One person held a placard that read "50 years of precedent, Roe = the law," a direct response to the reasoning given by Alito to overturn Roe v. Wade. In the leaked draft opinion, the judge wrote that Roe "must be overruled" on the basis that abortion is not protected by any constitutional provision and it's not "deeply rooted in this Nation's history and tradition."

The release of the draft, a 98-page document, is an unprecedented leak in the history of the Supreme Court, and it's likely to be consequential. Many have been wondering who could have leaked the document to Politico, and whether it was the action of someone who was hoping to raise the kind of social pressure we're seeing now emerging in response to the document. But the answer is still unknown.

The draft opinion does not represent the final decision of the Supreme Court on the case, and could be modified in the next two months.

Yet, if Roe v.

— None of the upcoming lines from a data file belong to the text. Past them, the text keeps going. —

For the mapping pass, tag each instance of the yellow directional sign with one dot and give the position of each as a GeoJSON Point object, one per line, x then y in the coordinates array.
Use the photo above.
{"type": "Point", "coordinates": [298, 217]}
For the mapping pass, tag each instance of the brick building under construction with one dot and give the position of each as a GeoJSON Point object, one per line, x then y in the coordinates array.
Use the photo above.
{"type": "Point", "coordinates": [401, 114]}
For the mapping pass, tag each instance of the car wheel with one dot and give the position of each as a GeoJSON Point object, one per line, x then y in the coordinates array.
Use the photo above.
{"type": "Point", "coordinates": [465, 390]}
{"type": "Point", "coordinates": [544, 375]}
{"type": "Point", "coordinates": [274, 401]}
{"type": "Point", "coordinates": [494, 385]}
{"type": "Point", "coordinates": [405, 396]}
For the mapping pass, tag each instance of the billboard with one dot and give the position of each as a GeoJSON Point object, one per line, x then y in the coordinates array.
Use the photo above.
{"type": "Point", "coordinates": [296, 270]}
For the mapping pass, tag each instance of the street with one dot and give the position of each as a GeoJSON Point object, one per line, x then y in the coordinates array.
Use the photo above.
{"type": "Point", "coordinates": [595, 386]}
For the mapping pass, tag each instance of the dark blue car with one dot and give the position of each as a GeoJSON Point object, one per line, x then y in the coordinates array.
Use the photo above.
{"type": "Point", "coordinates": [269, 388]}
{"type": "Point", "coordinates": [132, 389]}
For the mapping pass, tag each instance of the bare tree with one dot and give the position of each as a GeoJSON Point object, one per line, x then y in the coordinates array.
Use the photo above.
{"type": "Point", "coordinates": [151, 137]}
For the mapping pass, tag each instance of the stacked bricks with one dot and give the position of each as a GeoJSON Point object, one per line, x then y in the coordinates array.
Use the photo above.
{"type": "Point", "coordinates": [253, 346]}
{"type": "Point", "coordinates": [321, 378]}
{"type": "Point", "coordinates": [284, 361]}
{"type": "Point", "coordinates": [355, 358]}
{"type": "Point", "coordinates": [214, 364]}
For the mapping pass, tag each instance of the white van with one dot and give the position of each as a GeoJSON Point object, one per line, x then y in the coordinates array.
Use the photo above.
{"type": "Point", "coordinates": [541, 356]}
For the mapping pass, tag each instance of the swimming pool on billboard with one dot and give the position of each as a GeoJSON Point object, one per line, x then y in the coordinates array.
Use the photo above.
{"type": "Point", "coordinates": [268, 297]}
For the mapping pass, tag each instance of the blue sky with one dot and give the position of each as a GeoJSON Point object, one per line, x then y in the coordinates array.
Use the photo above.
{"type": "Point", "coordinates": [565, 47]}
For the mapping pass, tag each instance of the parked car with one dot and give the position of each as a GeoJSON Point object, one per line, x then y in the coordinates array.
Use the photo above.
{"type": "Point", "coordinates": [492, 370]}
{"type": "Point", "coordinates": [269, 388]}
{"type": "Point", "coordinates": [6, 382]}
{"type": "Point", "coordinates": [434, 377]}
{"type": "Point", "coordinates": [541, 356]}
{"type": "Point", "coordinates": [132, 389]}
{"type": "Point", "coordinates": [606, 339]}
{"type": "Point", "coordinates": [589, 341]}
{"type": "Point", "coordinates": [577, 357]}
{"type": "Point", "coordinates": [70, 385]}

Wade is overturned, it is expected that half of the states will impose bans on abortion or severely restrict access to this type of care.

"We're horrified, saddened, and livid," wrote Women's March on Twitter. "If you are too, then now is the time to show up and show them our movement won't back down from protecting our reproductive rights."

The group's protest has been called for 5 p.m. local time on Tuesday May 3.

"For years, women in this country have been warning about the end of abortion. That day has arrived," Women's March Executive Director Rachel O'Leary Carmona said in an official statement shared with the press and sent to Newsweek.

"Tonight, the Supreme Court isn't just on the wrong side of history—it's on the wrong side of the present," O'Leary said, calling the decision presented by the leaked document as the "worst-case-scenario come to life."

"If and when this decision takes effect, the consequences will be unbearable—and for many women, lethal. That is no exaggeration. But it's also no exaggeration to say that women will fight back like we always have. We won't take this lying down," O'Leary said.

Women's March has been organizing massive protests every year since 2017, when millions took part in marches across the country to protest against the inauguration of Donald Trump as president.

The protests, prompted by misogynist and offensive comments Trump had made against women and which had emerged during his presidential campaign, drew some 500,000 people to Washington and many more across the country, making the march on January 21, 2017 the largest single-day protest in American history.